The Balcony by Jean Genet, has come to be recognized as one of the founding plays of modern theatre, and is what the philosopher Lucien Goldman has called ‘the first great Brechtian play in French literature’. In a brothel of an unnamed French city the madam, Irma, directs a series of fantastical scenarios – a bishop forgives a penitent, a judge punishes a thief, a general rides astride his horse. Outside, an uprising threatens to engulf the streets. The patrons of the brothel wait anxiously for the chief of police to arrive, but in his place comes the queen’s envoy to inform that the figureheads of the establishment have been killed in the uprising. Play-acting turns to reality, as the patrons don their costumes in public in the attempt to quell the insurrection. Illusion and reality, order and dissolution – these are the grand themes of “The Balcony”, all refracted through the prism of Genet’s genius.
Animal Farm by George Orwell is an allegory in which the pigs in a farm play the role of revolutionaries and overthrow and oust the human owners of the farm. They set it up as a commune in which, at first, all animals are equal. Too soon, however, the pigs, who consider themselves superior in intelligence, succumb to the temptations of privilege and power.

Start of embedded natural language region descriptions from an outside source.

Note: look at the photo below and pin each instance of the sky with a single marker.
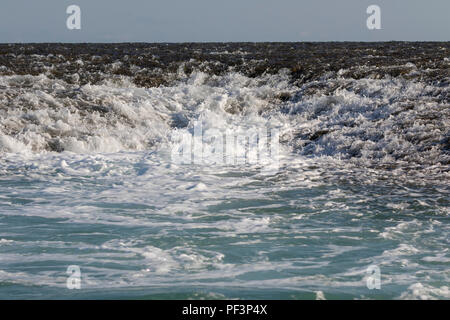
(223, 20)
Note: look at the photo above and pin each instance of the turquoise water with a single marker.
(140, 227)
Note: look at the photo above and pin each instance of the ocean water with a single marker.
(88, 177)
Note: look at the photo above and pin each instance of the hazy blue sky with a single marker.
(223, 20)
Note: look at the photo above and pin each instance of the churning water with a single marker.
(87, 175)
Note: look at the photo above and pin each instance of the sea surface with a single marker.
(358, 189)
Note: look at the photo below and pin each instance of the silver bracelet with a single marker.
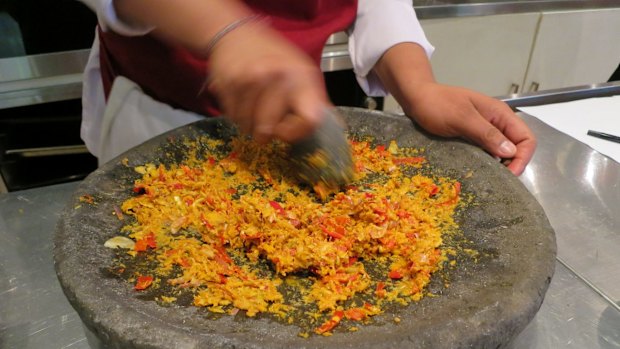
(230, 27)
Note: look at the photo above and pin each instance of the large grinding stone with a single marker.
(486, 305)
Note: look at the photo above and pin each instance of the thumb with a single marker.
(489, 137)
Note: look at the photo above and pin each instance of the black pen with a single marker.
(605, 136)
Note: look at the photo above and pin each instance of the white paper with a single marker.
(577, 117)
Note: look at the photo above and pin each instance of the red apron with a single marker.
(172, 75)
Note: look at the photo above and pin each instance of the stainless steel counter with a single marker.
(578, 188)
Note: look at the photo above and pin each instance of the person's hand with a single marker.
(267, 86)
(456, 112)
(452, 111)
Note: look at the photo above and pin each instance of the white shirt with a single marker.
(379, 25)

The Flies by Jean Paul Sartre, was written in 1943. It is an adaptation of the Electra myth. The play recounts the story of Orestes and his sister Electra in their quest to avenge the death of their father Agamemnon, king of Argos, by killing their mother Clytemnestra and her husband Aegisthus, who had deposed and killed him. The play is the fullest dramatic development of Sartre’s philosophy of existentialism and it duels on the basic questions of man’s life and the course of human action. Religion; individual freedom; individual responsibility; Fear of enslavement; And the necessity of choice for wholesome living.